When employees' children lose employer-paid coverage due to “age-out” stipulations, they can continue that coverage under COBRA, but they have to pay the full premium and coverage is limited to 18 months.

To ease employee confusion and provide accurate information, some employers are mailing notices and posting messages on corporate Web sites about highlights of the extension.

For example, the nation's largest employer—the U.S. government—last week informed employees via a Web posting and e-mail about key provisions of the age 26 coverage extension, including the Jan. 1, 2011, effective date. It also said additional information would be provided prior to November open enrollment when employees make their health care plan selections for the next year.

Consultants say providing information now, even in abbreviated form, will reduce confusion and the burden on corporate human resources departments.
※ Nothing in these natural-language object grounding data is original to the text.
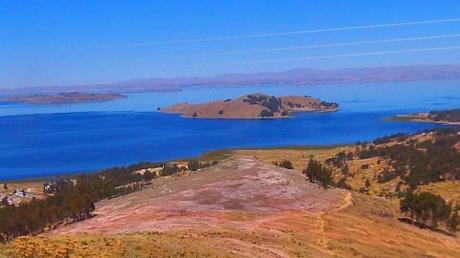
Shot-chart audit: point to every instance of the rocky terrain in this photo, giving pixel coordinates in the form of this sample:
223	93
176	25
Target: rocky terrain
443	117
252	106
62	98
242	207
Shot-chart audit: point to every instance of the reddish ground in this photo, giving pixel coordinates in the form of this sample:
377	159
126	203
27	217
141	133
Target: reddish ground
240	192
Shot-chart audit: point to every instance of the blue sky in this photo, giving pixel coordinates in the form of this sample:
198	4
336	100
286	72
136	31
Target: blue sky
80	42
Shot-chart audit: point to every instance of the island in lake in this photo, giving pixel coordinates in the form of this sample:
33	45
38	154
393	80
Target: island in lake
444	117
62	98
252	106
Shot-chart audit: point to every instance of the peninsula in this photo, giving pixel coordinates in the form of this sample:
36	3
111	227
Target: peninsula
252	106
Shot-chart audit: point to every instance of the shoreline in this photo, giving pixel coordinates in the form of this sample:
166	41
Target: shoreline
292	115
421	118
207	155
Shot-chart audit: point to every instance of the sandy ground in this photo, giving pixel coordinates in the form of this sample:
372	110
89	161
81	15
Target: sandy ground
243	207
215	197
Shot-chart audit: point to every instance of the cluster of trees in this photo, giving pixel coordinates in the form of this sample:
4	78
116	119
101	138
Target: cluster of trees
273	104
72	200
395	137
318	173
428	209
340	159
421	163
284	164
195	164
447	115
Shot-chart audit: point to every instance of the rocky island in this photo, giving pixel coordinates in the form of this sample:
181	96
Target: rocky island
62	98
252	106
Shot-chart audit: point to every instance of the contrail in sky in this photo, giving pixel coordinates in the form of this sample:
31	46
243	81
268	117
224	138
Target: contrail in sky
291	33
358	54
331	45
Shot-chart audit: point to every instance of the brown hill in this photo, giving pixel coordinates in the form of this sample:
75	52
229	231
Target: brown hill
242	207
252	106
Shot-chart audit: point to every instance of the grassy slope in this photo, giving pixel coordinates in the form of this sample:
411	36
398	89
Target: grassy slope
367	228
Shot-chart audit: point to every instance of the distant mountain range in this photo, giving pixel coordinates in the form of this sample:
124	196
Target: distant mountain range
300	76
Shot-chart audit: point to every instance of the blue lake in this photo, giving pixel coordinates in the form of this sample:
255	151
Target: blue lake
46	140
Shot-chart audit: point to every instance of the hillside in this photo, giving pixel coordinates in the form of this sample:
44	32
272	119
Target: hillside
252	106
244	207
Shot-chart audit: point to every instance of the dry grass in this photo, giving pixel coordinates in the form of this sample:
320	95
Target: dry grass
449	190
298	156
367	228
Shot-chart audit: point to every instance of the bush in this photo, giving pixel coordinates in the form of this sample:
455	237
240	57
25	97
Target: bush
317	173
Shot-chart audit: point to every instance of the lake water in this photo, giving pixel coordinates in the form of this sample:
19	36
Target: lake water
46	140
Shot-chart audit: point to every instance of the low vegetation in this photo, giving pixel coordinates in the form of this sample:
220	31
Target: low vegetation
318	173
427	208
73	199
284	164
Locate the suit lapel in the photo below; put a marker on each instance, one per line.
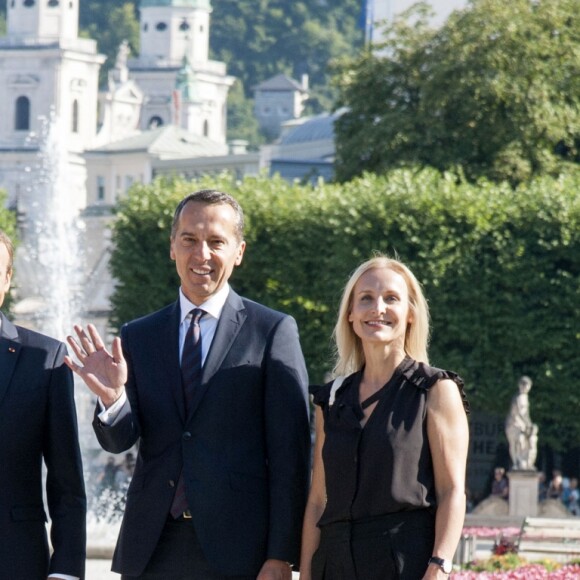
(9, 353)
(231, 320)
(169, 339)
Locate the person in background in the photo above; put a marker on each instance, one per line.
(556, 485)
(214, 389)
(500, 483)
(542, 486)
(38, 424)
(388, 487)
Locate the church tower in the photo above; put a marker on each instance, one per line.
(181, 85)
(45, 69)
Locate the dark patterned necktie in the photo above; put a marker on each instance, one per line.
(191, 358)
(190, 378)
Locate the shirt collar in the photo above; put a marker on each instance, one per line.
(213, 305)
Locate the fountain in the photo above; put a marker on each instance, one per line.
(50, 274)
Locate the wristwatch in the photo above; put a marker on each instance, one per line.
(445, 565)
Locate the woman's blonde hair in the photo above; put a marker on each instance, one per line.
(349, 352)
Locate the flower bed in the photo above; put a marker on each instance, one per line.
(526, 572)
(505, 563)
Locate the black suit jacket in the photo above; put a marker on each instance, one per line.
(244, 446)
(38, 421)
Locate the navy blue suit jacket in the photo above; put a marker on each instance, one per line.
(244, 447)
(38, 421)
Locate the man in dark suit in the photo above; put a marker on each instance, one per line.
(237, 443)
(37, 421)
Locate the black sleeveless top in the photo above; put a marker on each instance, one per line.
(385, 466)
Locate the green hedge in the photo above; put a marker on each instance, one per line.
(500, 268)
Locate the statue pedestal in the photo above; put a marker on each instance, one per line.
(523, 496)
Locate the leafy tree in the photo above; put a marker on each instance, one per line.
(495, 90)
(8, 226)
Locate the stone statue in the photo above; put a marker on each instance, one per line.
(521, 433)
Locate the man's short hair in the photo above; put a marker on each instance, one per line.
(211, 197)
(4, 239)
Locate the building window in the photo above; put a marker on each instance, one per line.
(75, 124)
(100, 188)
(155, 122)
(22, 120)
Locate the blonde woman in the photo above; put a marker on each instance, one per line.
(387, 499)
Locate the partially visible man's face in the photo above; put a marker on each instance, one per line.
(205, 249)
(5, 275)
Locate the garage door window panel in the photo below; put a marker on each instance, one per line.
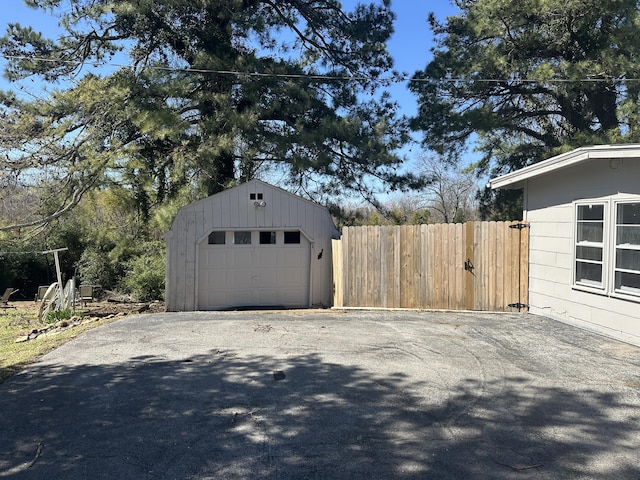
(267, 238)
(292, 238)
(217, 238)
(242, 238)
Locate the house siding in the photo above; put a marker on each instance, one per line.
(549, 201)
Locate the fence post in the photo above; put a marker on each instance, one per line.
(469, 287)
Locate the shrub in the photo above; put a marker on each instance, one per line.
(54, 316)
(145, 273)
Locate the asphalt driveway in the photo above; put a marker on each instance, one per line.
(326, 395)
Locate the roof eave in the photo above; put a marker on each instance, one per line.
(516, 179)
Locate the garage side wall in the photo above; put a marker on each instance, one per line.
(240, 208)
(550, 210)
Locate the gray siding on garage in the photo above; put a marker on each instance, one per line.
(233, 210)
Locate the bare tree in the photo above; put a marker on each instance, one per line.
(451, 191)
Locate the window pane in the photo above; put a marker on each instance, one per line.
(628, 235)
(217, 238)
(590, 232)
(628, 282)
(628, 214)
(589, 253)
(628, 259)
(589, 273)
(267, 238)
(590, 212)
(242, 238)
(291, 237)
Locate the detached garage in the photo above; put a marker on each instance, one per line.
(254, 245)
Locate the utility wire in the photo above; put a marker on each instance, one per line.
(344, 78)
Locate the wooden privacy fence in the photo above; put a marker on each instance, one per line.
(471, 266)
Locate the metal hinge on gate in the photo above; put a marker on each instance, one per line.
(519, 305)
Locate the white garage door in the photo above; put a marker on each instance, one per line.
(258, 268)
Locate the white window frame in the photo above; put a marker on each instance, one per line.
(609, 250)
(627, 293)
(603, 245)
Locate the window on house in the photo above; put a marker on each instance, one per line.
(291, 237)
(267, 238)
(242, 238)
(589, 248)
(627, 250)
(217, 238)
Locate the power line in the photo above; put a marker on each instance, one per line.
(345, 78)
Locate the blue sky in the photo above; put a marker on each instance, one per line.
(409, 45)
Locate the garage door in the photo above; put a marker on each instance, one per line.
(257, 268)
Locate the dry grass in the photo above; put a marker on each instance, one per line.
(19, 322)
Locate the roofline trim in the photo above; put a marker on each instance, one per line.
(565, 160)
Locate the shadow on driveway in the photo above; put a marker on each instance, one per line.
(233, 413)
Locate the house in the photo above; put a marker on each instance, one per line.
(254, 245)
(583, 208)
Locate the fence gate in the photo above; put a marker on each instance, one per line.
(471, 266)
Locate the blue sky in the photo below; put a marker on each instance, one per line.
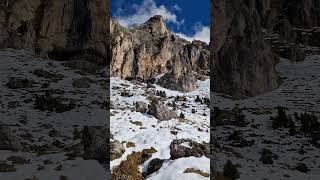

“Be proactive. That is the smart thing to do. You minimize questions now and demonstrate to employees that you are on top of the issue,” Mr. Abbott said.


Adult child coverage

How the new health care coverage mandate for young adult children will work

■ Coverage must be extended to employees' adult children to age 26 unless he or she is eligible for coverage from another employer.

■ Beginning in 2014, coverage must be offered even if the adult child is eligible for other employer coverage.

■ The mandate is effective the first day of the plan year that starts six months after March 23.

■ Coverage must be extended even if the adult child is married.

■ Mandate applies to self-funded and insured plans, but states can impose more stringent requirements on insured plans.